This repository contains code for our ICML 2022 paper Individual Preference Stability for Clustering.
In order to reproduce the experiments of our paper, do the following:
-
install all required packages as specified in
environment.yml
-
in order to reproduce the experiments of Section 6.1 / Appendix G, set the parameters at the top of
experiments_general.py
and run the script; this will create a number of plots in the folder 'Results' -
in order to reproduce the experiments of Section 6.2 / Appendix H, set the parameters at the top of
experiments_1D.py
and run the script
If you want to run our dynamic programming approach of Section 5.1 / Appendix F for the 1-dimensional case on your own data, call the function DynamicProgramming_for_1Dimension_PInfinity(points,k,target_sizes) in functions.py
, where points is a sorted 1-dim Numpy-array containing the data, k is the number of clusters and target_sizes is a 1-dim Numpy-array of size k containing the target cluster sizes.
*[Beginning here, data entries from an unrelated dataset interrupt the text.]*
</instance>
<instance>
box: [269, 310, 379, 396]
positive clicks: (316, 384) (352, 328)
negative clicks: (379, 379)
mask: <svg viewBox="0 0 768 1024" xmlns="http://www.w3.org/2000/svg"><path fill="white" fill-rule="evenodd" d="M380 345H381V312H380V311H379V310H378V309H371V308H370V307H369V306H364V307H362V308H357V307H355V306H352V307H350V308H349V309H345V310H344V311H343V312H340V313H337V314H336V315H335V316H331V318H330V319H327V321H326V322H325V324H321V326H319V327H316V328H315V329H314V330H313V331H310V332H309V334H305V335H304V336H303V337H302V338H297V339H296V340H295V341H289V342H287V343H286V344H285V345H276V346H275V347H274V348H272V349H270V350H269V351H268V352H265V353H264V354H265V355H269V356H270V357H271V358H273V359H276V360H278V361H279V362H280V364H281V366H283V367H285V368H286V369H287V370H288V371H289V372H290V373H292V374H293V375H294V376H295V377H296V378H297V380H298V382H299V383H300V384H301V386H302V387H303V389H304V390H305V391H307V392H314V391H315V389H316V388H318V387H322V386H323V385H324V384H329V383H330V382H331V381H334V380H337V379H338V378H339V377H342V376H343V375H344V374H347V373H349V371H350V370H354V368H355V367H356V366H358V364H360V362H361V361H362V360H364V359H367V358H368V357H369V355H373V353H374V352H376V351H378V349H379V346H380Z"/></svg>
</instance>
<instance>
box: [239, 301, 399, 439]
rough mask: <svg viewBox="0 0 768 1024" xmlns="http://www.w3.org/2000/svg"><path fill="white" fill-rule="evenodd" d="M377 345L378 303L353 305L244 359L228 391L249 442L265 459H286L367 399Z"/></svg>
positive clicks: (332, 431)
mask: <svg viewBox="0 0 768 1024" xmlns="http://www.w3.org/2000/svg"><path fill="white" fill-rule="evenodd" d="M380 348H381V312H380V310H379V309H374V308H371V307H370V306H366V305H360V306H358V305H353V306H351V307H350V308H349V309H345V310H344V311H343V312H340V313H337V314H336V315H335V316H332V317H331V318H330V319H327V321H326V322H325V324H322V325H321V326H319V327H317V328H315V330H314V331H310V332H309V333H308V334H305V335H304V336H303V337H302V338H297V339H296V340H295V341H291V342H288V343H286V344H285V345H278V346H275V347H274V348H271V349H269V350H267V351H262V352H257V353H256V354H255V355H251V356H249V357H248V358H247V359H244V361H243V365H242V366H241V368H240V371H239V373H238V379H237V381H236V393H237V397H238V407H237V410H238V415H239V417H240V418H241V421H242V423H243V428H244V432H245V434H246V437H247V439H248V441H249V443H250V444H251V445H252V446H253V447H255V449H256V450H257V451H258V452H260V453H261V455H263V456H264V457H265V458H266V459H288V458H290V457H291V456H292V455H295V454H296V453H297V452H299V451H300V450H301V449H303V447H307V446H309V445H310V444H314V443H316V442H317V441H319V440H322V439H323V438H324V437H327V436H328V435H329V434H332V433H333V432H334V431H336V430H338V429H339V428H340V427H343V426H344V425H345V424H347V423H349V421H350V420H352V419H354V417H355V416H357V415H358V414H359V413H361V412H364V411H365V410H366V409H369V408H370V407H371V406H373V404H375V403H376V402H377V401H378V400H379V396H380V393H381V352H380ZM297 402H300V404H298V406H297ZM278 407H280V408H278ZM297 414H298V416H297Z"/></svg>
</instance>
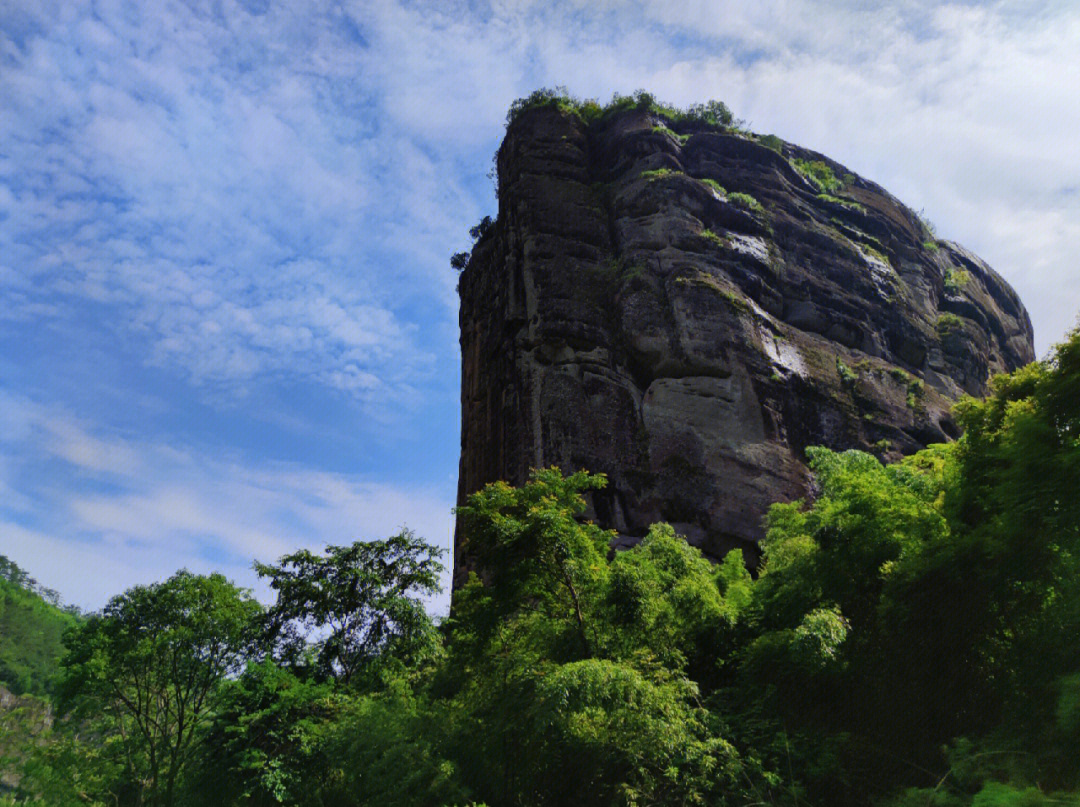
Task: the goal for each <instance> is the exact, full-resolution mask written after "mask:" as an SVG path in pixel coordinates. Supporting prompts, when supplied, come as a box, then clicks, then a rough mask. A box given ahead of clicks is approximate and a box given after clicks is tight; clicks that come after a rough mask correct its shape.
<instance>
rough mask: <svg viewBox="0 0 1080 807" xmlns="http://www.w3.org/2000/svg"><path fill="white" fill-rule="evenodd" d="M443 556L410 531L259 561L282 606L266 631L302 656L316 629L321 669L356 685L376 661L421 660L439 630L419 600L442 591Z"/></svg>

If you want to run our heuristic approach of Section 5 / Appendix G.3 that modifies linkage clustering on your own data, call the function linkage_clustering_with_greedy_pruning in functions.py
; see the docstring of that function for learning how to call it.
- We do not run the k-center algorithm and the group-fair k-center algorithm of Kleindessner et al. (2019a) when running experiments_general.py since we cannot provide their code here. If you want to run these algorithms, you should download their code from https://github.com/matthklein/fair_k_center_clustering and extend the scripts experiments_general.py and run_experiment_general.py accordingly.
If you publish material that uses this code, please cite our paper:
@inproceedings{ahmadi2022IPStability,
title={Individual Preference Stability for Clustering},
author={Ahmadi, Saba and Awasthi, Pranjal and Kleindessner, Matthäus and Khuller, Samir and Morgenstern, Jamie and Sukprasert, Pattara and Vakilian, Ali},
year={2022},
booktitle={International Conference on Machine Learning (ICML)}
}
See CONTRIBUTING for more information.
This project is licensed under the Apache-2.0 License.